The disease is spread from animals to humans via contaminated urine. The most common transmission media is fresh water – streams, ponds etc. or muddy or wet soil as the bacteria can survive for a long time in moisture (but die after a few hours in salt water). The bacteria normally enter through the mouth, nose, eyes or a cut/abrasion.
All the streams and rivers in Hawaii are contaminated. Warning signs are posted at some locations, but for the most part the disease receives little acknowledgment by residents.
We do not recommend swimming in fresh water at all. Be wary of muddy soil or pools of water when hiking. Streams can contain other pathogens as well (like Enterococcus) and thus swimming in the ocean at the mouth of a stream is not advised.
Hawaii’s UV index is higher than any location in the U.S. with an average index of 6-7 in the winter and 11-12 for summer months. It’s best to be conservative until you get a feeling for how your skin reacts at a high UV index. For fair skinned people, 45 minutes in the sun using 30spf sun screen is a safe start if you’re swimming between 10am and 2pm during the summer.
Crime in Hawaii
Hawaii recently ranked 39th out of the 50 States for violent crimes (1st being the worst), but 6th for property crimes. From a more subjective stand-point, most visitors will undoubtedly feel safe and at ease during their visit. There are few spots that one would consider off-limits.

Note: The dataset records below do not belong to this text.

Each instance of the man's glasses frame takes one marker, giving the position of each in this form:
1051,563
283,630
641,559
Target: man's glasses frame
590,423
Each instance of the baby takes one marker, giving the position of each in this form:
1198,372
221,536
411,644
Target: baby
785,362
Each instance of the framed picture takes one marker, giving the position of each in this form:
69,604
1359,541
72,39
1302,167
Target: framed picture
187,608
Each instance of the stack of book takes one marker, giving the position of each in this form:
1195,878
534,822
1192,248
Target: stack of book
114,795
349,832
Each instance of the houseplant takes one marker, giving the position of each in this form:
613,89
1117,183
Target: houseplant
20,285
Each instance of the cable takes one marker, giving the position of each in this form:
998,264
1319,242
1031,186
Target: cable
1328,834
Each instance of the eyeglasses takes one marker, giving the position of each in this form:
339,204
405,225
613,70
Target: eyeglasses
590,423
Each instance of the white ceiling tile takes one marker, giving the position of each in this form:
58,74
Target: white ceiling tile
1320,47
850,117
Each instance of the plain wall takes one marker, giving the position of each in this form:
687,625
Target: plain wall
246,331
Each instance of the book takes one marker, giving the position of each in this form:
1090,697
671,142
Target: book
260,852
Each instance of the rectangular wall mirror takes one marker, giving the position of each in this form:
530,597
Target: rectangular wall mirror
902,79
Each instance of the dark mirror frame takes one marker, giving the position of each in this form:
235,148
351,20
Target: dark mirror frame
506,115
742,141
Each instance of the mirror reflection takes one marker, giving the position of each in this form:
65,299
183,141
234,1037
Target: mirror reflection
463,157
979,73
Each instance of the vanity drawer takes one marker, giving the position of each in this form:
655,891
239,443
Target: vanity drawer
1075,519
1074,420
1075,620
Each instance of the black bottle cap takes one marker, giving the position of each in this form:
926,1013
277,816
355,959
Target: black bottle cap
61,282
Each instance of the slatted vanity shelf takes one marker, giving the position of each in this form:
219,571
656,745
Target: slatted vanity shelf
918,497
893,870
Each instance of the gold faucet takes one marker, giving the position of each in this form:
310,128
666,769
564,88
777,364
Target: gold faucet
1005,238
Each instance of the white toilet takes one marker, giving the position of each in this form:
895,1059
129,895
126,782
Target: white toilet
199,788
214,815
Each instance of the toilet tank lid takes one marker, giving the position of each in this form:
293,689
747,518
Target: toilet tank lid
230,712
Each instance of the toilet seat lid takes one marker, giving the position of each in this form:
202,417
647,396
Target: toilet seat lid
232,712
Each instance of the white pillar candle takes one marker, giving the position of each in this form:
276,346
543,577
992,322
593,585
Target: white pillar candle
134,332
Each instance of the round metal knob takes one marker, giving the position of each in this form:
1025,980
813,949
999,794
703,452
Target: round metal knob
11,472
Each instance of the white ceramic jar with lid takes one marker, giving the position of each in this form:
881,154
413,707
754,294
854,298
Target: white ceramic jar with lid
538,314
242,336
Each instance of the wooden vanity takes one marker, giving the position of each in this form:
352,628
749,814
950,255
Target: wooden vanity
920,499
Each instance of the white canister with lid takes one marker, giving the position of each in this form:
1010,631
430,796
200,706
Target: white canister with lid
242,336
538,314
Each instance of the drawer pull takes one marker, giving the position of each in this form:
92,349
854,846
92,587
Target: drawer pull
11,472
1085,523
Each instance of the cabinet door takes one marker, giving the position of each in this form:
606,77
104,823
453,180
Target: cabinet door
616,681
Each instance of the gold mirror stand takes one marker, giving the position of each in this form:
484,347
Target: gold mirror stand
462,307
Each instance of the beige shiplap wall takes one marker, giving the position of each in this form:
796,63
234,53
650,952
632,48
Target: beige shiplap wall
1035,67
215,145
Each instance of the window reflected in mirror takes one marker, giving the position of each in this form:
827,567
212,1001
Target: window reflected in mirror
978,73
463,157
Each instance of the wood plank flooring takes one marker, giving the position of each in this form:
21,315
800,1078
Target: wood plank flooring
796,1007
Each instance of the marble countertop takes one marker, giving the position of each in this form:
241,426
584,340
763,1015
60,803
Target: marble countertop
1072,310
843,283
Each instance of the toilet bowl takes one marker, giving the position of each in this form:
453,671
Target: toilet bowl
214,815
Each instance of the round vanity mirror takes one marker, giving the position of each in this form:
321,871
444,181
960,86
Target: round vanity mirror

The most common crime is theft from cars. The obvious precautions apply: Don’t leave anything interesting in your car. Leave valuables in your trunk as a last resort, but place them there before you reach your destination.
Hawaii has few alarming insects or animals. Mosquitoes, ants, and the occasional flying cockroach are the most common annoyance encountered by tourists.
The mosquito population varies greatly around the islands. Wet areas with little wind tend to be the worst. For most people the numbers aren’t bothersome enough to warrant wearing mosquito repellant, but don’t count on taking a nap on your lanai after dark.
Centipedes sometimes find their way into homes where they seek out damp and dark
areas like clothing on the floor in a bathroom or laundry room. Smaller ones can be hard to spot.
The bite is very painful and often produces swelling but is not highly toxic. However, one should be careful of secondary infections that develop at the bite location.
FYI, these little sand flees that have spoiled many a Caribbean beach are not found in Hawaii.
Snakes in Hawaii
There have been snake sightings in Hawaii, but they are very rare. Snakes would have a devastating effect on the island's ecology, and snake sightings are investigated carefully.